A number of black freshmen at the University of Pennsylvania on Friday received multiple messages via a mobile group messaging application containing graphic racist imagery and racial slurs.
The students were added to a GroupMe account titled “Mud Men” that contained “violent, racist and thoroughly repugnant images and messages,” the university said in a statement about the incident. The school added that it is still trying to determine how many students had been targeted .
GroupMe is a mobile app in which users can add people to a group chat and then send them photos and messages; the UPenn students were added to the racist group without their consent. It remains unclear how those responsible for the group obtained the contact information of the freshmen, and university officials declined to comment on the matter.
Screenshots of the group chat posted to social media show a series of vile messages, including a photo depicting lynchings with “I love America” written below it. Another message came in the form of a calendar invitation to a “Daily lynching” event set to Friday’s date, with a statement reading “Never be a n****r in SAE,” a college fraternity. The profile picture for the group, which appeared to have been altered, showed an African-America
Adrienne Hopkins, a 28-year-old MBA student at the University of Pennsylvania’s Wharton School who had seen the messages, told The Huffington Post that the name of the group changed throughout the day, and that at one point it was called “Trump lovers.” Hopkins also said she believed the individuals sending the racist messages had political motivations, because they had usernames that were variations on “Barack Obama” or “Trump disciples.” Some messages contained other racist slurs and Trump-related images, she said.
According to the university’s student newspaper, The Daily Pennsylvanian, in a group chat message titled, “Trump is love,” an individual wrote “dumb slave.” Another individual posted a photo of the Donald Trump campaign’s signature red hat with the words, “GRAB THEM BY THE P***Y,” the newspaper reported.
Hopkins, who is black, said the mood on campus was deeply somber and students felt “uprooted” by the racist messages. For many, she said, it was the first time they had been confronted by such explicit racism and vitriol.
“It was really sad to see their faces, they were crying,” Hopkins said, her voice cracking. “It was a reminder for them that no matter how much education you obtain, no matter the riches you amass, there are some people who will view your humanity as not worth the same amount as theirs.”
The account sending the messages is believed to be based in Oklahoma, the university said, but campus police and security staff are still investigating the exact source of the messages.
University President Amy Gutmann, Provost Vincent Price and Executive Vice President Craig Carnaroli issued a joint statement Friday strongly condemning the messages.
“This is simply deplorable,” the statement read. “This is absolutely vile material and completely offensive to everyone on our campus. We are both angry and saddened that it was directed to our students or to anyone. The people responsible for this are reprehensible.”
The university administrators said they have taken steps to increase campus safety in the wake of the racist messages.

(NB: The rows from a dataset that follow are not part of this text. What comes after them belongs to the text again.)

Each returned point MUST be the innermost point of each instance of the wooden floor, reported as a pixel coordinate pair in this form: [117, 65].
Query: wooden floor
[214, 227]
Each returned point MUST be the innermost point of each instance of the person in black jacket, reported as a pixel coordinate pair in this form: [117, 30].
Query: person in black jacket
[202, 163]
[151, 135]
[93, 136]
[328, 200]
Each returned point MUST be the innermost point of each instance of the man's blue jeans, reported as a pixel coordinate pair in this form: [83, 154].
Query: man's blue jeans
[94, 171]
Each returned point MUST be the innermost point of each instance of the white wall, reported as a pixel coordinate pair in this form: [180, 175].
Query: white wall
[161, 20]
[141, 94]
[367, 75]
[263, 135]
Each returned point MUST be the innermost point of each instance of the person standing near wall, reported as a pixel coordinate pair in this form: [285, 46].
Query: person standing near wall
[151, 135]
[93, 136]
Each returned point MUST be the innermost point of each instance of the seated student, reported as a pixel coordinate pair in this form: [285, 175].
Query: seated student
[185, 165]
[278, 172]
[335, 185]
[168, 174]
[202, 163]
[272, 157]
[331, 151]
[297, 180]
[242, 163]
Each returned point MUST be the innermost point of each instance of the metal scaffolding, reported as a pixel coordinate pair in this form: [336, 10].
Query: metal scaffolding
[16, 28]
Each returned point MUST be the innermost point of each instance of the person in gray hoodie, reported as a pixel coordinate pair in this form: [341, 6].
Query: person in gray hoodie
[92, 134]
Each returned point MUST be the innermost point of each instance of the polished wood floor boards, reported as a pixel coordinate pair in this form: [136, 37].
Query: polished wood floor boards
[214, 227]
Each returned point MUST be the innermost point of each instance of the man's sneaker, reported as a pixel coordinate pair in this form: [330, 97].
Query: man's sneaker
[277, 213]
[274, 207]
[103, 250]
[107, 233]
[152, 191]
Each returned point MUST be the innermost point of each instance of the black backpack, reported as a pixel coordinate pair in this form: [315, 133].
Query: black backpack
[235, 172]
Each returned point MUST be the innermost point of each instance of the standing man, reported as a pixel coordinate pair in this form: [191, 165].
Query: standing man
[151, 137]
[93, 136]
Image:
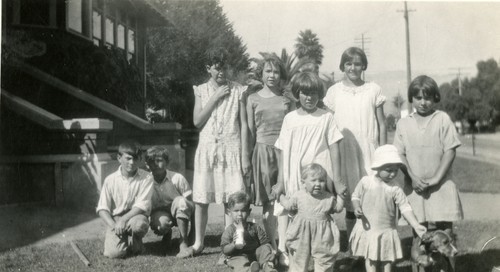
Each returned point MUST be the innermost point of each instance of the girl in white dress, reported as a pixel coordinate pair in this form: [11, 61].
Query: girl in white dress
[313, 234]
[376, 200]
[359, 113]
[308, 135]
[221, 158]
[427, 141]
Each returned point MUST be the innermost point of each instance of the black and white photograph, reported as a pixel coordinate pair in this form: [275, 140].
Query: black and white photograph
[250, 135]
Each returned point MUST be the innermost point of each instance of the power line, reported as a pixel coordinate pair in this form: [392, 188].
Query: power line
[363, 41]
[408, 60]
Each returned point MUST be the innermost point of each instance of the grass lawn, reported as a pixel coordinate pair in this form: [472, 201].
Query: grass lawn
[472, 235]
[476, 177]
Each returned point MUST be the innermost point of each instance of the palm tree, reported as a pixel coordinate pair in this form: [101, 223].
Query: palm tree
[308, 46]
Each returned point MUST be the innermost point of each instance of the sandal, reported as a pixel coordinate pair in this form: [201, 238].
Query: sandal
[188, 252]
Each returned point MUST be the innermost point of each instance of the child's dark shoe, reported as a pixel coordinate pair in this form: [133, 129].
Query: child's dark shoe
[268, 267]
[166, 239]
[254, 267]
[222, 259]
[283, 259]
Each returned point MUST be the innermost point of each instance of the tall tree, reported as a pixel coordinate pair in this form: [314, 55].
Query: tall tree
[480, 100]
[308, 46]
[398, 101]
[176, 53]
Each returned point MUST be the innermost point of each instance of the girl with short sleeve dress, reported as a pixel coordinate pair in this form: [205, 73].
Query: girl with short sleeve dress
[359, 113]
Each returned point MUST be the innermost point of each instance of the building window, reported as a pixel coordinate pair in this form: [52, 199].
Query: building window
[110, 31]
[131, 44]
[35, 12]
[75, 15]
[96, 27]
[120, 36]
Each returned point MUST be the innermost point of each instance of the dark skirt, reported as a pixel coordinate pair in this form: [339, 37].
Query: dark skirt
[265, 161]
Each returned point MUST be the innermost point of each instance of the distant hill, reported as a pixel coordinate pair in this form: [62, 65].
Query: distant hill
[392, 82]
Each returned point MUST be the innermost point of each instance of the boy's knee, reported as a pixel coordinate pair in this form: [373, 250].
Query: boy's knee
[115, 253]
[182, 208]
[140, 226]
[164, 225]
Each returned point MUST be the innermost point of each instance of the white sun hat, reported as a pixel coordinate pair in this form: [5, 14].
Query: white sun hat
[386, 154]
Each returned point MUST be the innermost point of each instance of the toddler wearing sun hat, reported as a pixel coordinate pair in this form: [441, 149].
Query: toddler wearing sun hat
[375, 201]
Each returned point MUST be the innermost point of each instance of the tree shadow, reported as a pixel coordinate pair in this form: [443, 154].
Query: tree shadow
[26, 225]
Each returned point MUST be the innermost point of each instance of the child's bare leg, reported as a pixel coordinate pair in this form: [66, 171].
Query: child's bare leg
[269, 222]
[227, 218]
[200, 222]
[183, 225]
[370, 265]
[350, 221]
[282, 226]
[387, 266]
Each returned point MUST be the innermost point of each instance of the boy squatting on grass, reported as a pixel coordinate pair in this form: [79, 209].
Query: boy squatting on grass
[171, 198]
[245, 244]
[125, 203]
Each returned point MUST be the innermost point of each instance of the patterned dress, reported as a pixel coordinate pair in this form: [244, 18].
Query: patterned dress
[354, 110]
[269, 113]
[424, 146]
[375, 236]
[313, 232]
[217, 163]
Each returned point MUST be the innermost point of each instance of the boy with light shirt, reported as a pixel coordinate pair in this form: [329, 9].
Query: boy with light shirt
[171, 198]
[125, 203]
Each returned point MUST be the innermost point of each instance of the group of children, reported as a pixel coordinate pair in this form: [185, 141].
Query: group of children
[301, 163]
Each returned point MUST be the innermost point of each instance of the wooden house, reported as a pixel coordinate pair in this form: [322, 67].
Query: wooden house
[73, 87]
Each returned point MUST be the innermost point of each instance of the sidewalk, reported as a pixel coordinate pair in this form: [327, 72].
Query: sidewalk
[21, 228]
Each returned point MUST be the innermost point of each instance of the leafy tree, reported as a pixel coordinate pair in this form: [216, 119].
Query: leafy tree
[308, 46]
[176, 54]
[480, 100]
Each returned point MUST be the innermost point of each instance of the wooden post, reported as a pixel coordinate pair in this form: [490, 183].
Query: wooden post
[59, 193]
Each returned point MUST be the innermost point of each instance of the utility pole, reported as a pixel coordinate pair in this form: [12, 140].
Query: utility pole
[363, 40]
[408, 61]
[459, 78]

A college Republican group at the university also issued a statement on Facebook condemning the messages.
“These messages are absolutely despicable,” the post read. “Hate such as this has no place on Penn’s campus or in our nation. Our thoughts and prayers are with those affected, and we hope that Penn administration and Penn police find the perpetrators as soon as possible.”

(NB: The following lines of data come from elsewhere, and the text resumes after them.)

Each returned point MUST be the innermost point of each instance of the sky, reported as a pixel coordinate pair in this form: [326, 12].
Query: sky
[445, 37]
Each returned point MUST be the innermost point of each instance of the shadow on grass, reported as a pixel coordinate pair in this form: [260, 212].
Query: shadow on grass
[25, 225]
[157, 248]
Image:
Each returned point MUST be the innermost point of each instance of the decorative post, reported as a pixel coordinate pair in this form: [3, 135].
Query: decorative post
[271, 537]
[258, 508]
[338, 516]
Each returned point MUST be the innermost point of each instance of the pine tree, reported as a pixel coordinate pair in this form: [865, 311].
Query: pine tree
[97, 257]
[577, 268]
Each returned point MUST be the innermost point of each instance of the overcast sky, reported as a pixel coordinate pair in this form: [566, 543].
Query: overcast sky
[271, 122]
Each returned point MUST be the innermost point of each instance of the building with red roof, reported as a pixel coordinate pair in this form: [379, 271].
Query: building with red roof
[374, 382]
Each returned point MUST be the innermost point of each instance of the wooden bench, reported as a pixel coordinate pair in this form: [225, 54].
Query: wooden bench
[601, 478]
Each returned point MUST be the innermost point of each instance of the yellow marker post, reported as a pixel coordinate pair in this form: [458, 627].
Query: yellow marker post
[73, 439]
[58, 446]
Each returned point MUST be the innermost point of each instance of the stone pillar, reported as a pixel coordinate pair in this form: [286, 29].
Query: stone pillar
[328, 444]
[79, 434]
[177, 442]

Republican President-elect Donald Trump famously attended the university’s prestigious Wharton school, where he earned a bachelor of science degree in economics as an undergraduate. The student Republican group did not endorse Trump, The Daily Pennsylvanian reported.
In the three days since he was elected as president, there have been a glut of sickening racist acts, hate crimes and vandalism, including many that referenced his win or his campaign slogan.
Hopkins said that many students on campus are frustrated by the fact that Trump has not condemned the racist incidents around the nation and at University of Pennsylvania.
“There’s no way he can say he stands for unity and then not, at the same time, condemn the actions of those who are saying that they are doing these hateful things in his name,” Hopkins said. “I’m terrified that these types of things are happening three days after this man has been elected ― what in the world do we have in store over the next four years.”